The work described herein demonstrates the exquisite control that the inner coordination sphere of metalloenzymes and transition-metal complexes can have on reactivity. We report one of few crystallographically characterized Mn-peroxo complexes and show that the tight correlations between metrical and spectroscopic parameters, established previously by our group for thiolate-ligated RS-Mn(III)-OOR complexes, can be extended to include an alkoxide-ligated RO-Mn(III)-OOR complex. We show that the alkoxide-ligated RO-Mn(III)-OOR complex is an order of magnitude more stable (t1/2298K = 6730 s, kobs298K = 1.03 × 10-4 s-1) than its thiolate-ligated RS-Mn(III)-OOR derivative (t1/2293K = 249 s, k1293K = 2.78 × 10-3 s-1).
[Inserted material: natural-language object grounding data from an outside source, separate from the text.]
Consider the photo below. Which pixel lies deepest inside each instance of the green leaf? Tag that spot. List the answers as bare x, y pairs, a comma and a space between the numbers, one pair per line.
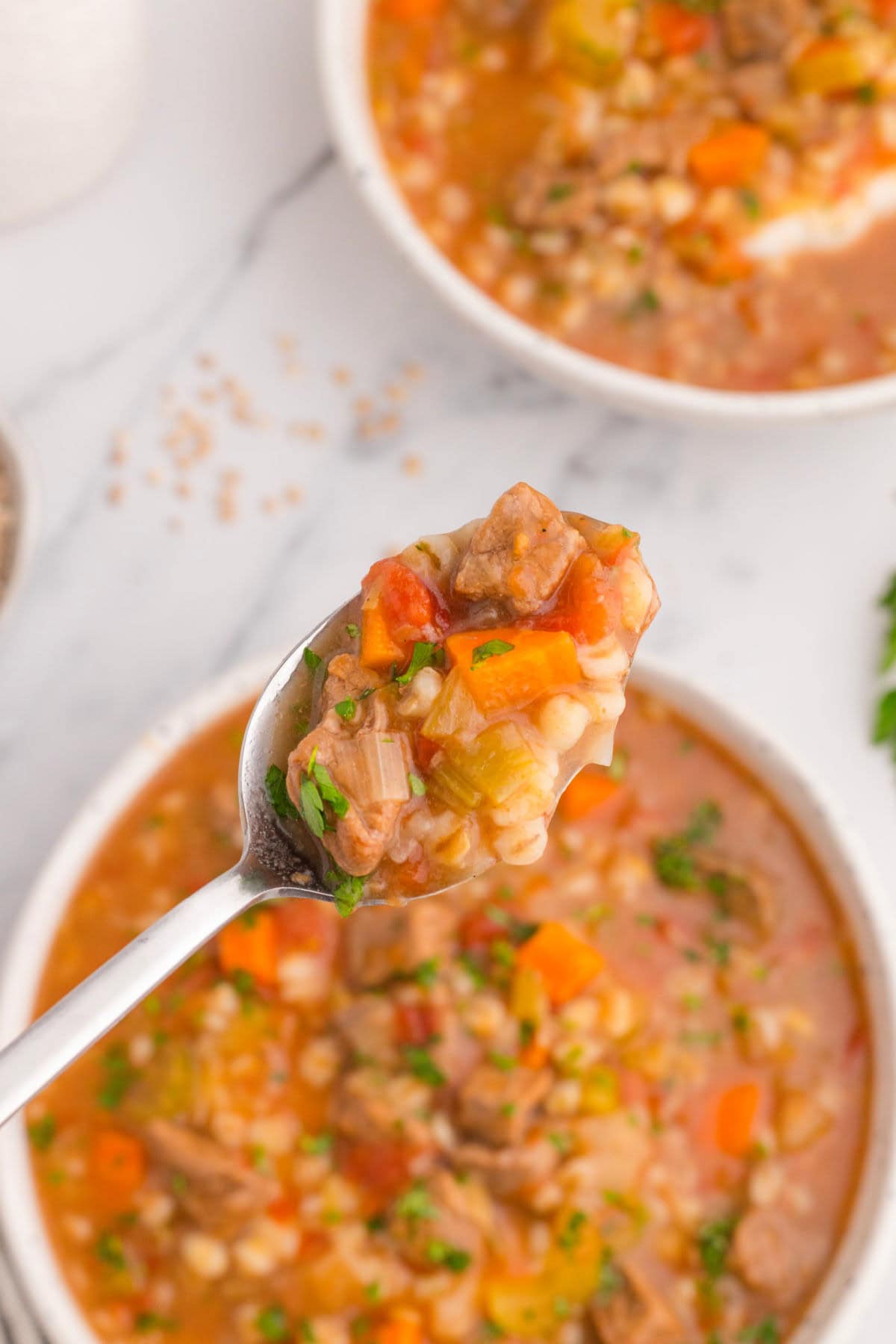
491, 650
423, 656
120, 1075
886, 718
347, 890
714, 1245
272, 1324
415, 1204
42, 1132
312, 808
111, 1250
453, 1258
423, 1066
277, 794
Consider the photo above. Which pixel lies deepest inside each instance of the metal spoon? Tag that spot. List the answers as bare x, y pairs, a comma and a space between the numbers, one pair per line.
273, 865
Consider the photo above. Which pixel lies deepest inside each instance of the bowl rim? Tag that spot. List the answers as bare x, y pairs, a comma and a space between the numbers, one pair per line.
18, 455
862, 1254
341, 69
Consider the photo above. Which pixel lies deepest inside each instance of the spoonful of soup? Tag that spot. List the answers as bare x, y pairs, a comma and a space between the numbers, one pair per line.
420, 735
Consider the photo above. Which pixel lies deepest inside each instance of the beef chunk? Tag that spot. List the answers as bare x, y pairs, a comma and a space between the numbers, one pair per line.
361, 838
743, 894
635, 1312
508, 1171
386, 941
758, 87
653, 146
347, 679
761, 28
496, 13
368, 1105
520, 553
218, 1184
556, 198
367, 1026
497, 1107
433, 1228
775, 1256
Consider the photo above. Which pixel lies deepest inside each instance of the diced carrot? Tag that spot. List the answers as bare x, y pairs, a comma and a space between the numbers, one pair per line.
250, 944
411, 11
588, 605
117, 1162
586, 793
417, 1023
677, 28
566, 964
736, 1116
535, 663
731, 156
828, 66
399, 1330
378, 647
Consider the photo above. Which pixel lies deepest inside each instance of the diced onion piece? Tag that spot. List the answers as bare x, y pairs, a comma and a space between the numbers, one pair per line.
373, 766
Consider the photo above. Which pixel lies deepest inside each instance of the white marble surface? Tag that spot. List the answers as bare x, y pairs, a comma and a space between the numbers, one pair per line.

Electronic structure calculations provide insight regarding these differences in stability. The highest occupied orbital of the thiolate-ligated derivative possesses significant sulfur character and π-backdonation from the thiolate competes with π-backdonation from the peroxo π*(O-O). DFT-calculated Mulliken charges show that the Mn ion Lewis acidity of alkoxide-ligated RO-Mn(III)-OOR (+0.451) is greater than that of thiolate-ligated RS-Mn(III)-OOR (+0.306), thereby facilitating π-backdonation from the antibonding peroxo π*(O-O) orbital and increasing its stability. This helps to explain why the photosynthetic oxygen-evolving Mn complex, which catalyzes O-O bond formation as opposed to cleavage, incorporates O- and/or N-ligands as opposed to cysS-ligands.